César Bandeira admite que a situação não é “normal”, mas ainda assim elogia a abertura das escolas e o trabalho que tem sido feito.
“Sabemos que não é a mesma rotina, mas também não podia ser. Eles têm estudado enquanto cá estão e acho que tem sido benéfico. Não tem sido o ideal, mas dadas as circunstâncias se calhar também não podia ser melhor”, sublinha o pai dos três irmãos, que revela que os filhos anseiam pelo regresso à normalidade e ao contacto com os amigos.
“É o que eles mais desejam, mas por agora temos de aguardar”, reitera.
A diretora Laurinda Pereira vive a mesma espera que os mais novos, mas defende que não devem ser dados passos precipitados na hora de decidir sobre a reabertura dos estabelecimentos de ensino. A palavra final, frisa, deve estar a cargo da ciência e dos epidemiologistas.
“Todos nós fomos convocados pela comunidade científica para dar uma resposta assertiva e disciplinada às características deste vírus. A resposta que tem sido dada está fundamentada na evidência científica e estou em crer que a decisão a tomar e o cenário que venha a ser traçado para a educação não vai pôr em causa valores como a segurança das comunidades escolares e educativas. Acredito que a evidência científica continuará a suportar todas as decisões que forem tomadas”, antecipa a diretora.
Em cima da mesa pode estar a possibilidade de as escolas não voltarem a reabrir neste ano letivo, algo que não atemoriza a diretora da EB Nuno Gonçalves.
“Não me assusta, porque temos estado a trabalhar e houve uma excelente reação dos docentes e do sistema educativo a esta situação. As crianças também responderam muito bem, por isso estamos a preparar-nos para ter um terceiro período online se for essa a decisão, com recurso à telescola ou outra ferramenta. Importante é que as decisões sejam tomadas com sustentação científica”, reforça.
César Bandeira está otimista quanto à evolução da pandemia em Portugal, mas quando o tema é o regresso às aulas opta pelo realismo e vê poucas hipóteses de isso acontecer.
“Acho que é muito difícil os alunos regressarem à escola este ano letivo.
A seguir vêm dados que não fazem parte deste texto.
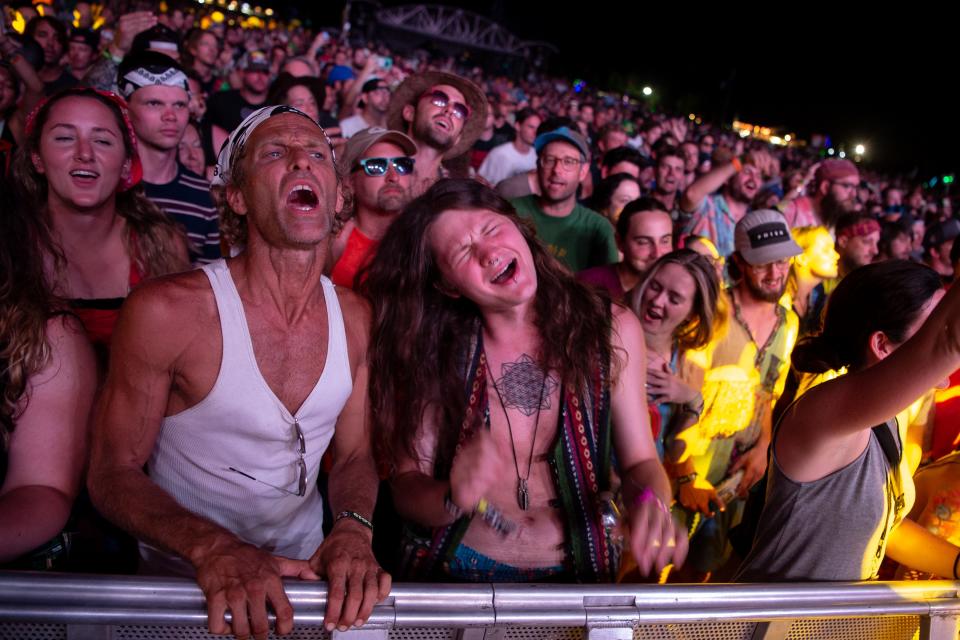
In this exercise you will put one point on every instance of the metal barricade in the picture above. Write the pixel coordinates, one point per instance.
(44, 606)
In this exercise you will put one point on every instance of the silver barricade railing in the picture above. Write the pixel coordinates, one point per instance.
(74, 606)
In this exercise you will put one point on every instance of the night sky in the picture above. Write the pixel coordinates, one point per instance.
(887, 81)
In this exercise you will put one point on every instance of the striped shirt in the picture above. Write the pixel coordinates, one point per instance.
(187, 200)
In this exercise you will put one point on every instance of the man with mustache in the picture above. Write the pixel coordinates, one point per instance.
(579, 237)
(721, 197)
(743, 370)
(378, 167)
(444, 114)
(834, 194)
(670, 177)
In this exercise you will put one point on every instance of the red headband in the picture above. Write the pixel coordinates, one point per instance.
(136, 168)
(862, 228)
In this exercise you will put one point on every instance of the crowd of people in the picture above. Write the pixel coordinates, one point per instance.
(275, 303)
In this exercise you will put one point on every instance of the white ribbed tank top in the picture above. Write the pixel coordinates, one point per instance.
(242, 424)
Ainda não chegamos ao pico da pandemia, depois disso continuaremos a ter que manter algumas reservas no contacto social, por isso vai ser difícil retomar as aulas este ano”, afirma.
Mesmo assim, diz que não está preocupado com o futuro imediato dos seus filhos e acredita que serão encontradas as melhores soluções.
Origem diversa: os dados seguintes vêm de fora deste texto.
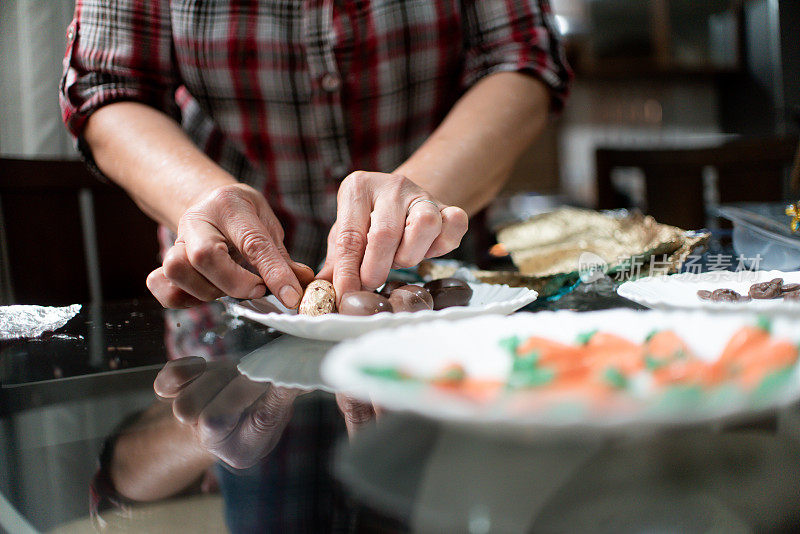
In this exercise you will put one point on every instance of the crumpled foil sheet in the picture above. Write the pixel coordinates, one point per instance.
(23, 321)
(552, 243)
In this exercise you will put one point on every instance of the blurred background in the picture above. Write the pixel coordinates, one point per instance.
(677, 106)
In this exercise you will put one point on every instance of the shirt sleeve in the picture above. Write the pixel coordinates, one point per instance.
(515, 36)
(117, 50)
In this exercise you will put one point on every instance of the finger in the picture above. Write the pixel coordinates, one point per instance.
(260, 429)
(385, 232)
(326, 273)
(167, 293)
(350, 242)
(180, 271)
(304, 273)
(177, 374)
(259, 247)
(357, 414)
(207, 254)
(190, 402)
(454, 226)
(220, 416)
(423, 226)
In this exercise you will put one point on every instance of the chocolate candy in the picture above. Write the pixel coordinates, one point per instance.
(766, 290)
(448, 292)
(421, 292)
(363, 303)
(410, 298)
(390, 286)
“É uma situação nova que nos apanhou desprevenidos a todos e à qual temos de nos adaptar. É isso que vamos fazer”, garante.
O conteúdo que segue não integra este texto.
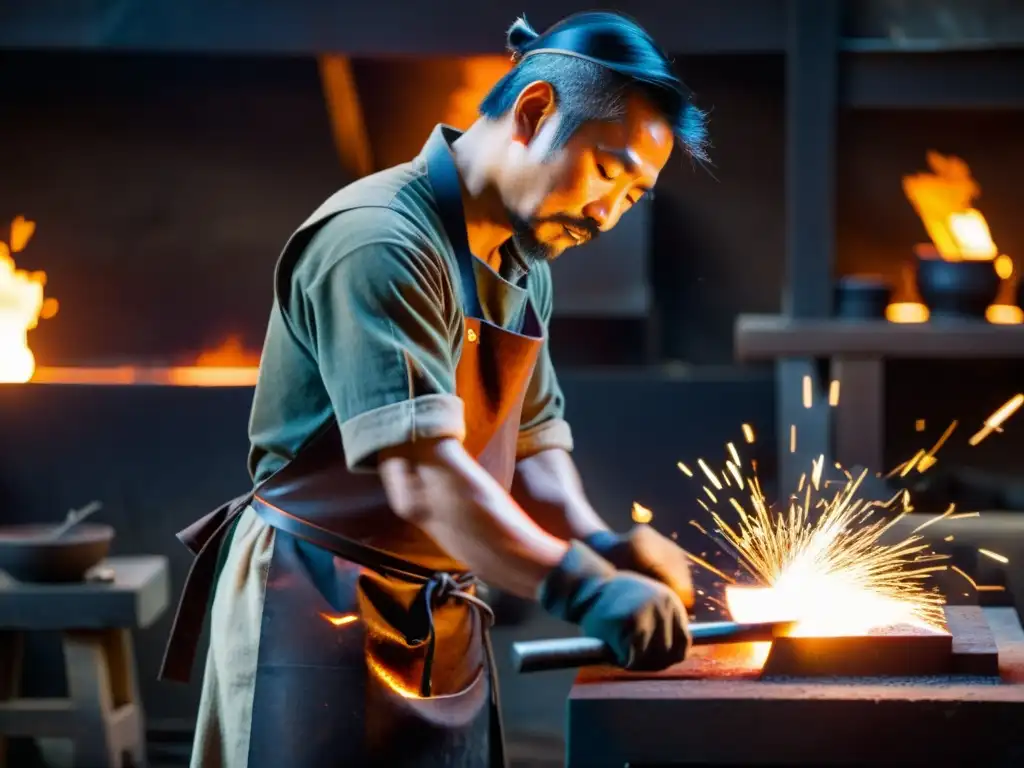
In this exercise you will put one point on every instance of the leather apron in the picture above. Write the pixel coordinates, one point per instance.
(374, 648)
Natalia Kozak é a mãe de Taras, um menino de 6 anos que é a companhia dos três irmãos na agora gigante e silenciosa escola lisboeta.
Esta ucraniana de 35 anos está há nove em Portugal e mantém-se a trabalhar. Por isso, agradece o facto de o filho poder ter onde ficar enquanto trabalha.
“Estou muito contente por ele ter conseguido entrar, porque era um problema encontrar uma vaga. É bom ele poder vir à escola, onde pode passear, almoçar, lanchar e onde tem muitas pessoas para tratar dele. Sinto-me mais segura com ele aqui”, diz a funcionária da Junta de Freguesia da Penha de França.
Quanto ao futuro, Natalia Kozak diz que tenta não pensar muito no que vai acontecer por reconhecer que existem muitas coisas que não se conseguem controlar neste momento.
“Tento não pensar muito no futuro, mas sim no presente. Esperamos que um dia isto acabe e a vida volte ao normal… vai correr tudo bem”, afirma esperançada.
Laurinda Pereira também não alinha em dramatismos e diz mesmo que desta crise vai resultar “um grande crescimento do sistema educativo, da relação pedagógica e da utilização das tecnologias”.
“Às vezes é preciso estas grandes crises para percebermos que temos de dar este passo. Estamos preparados para dar uma resposta diferente ao nível do ensino, num trabalho de parceria com os nossos alunos. Os alunos estão diferentes e nós também”, termina a diretora.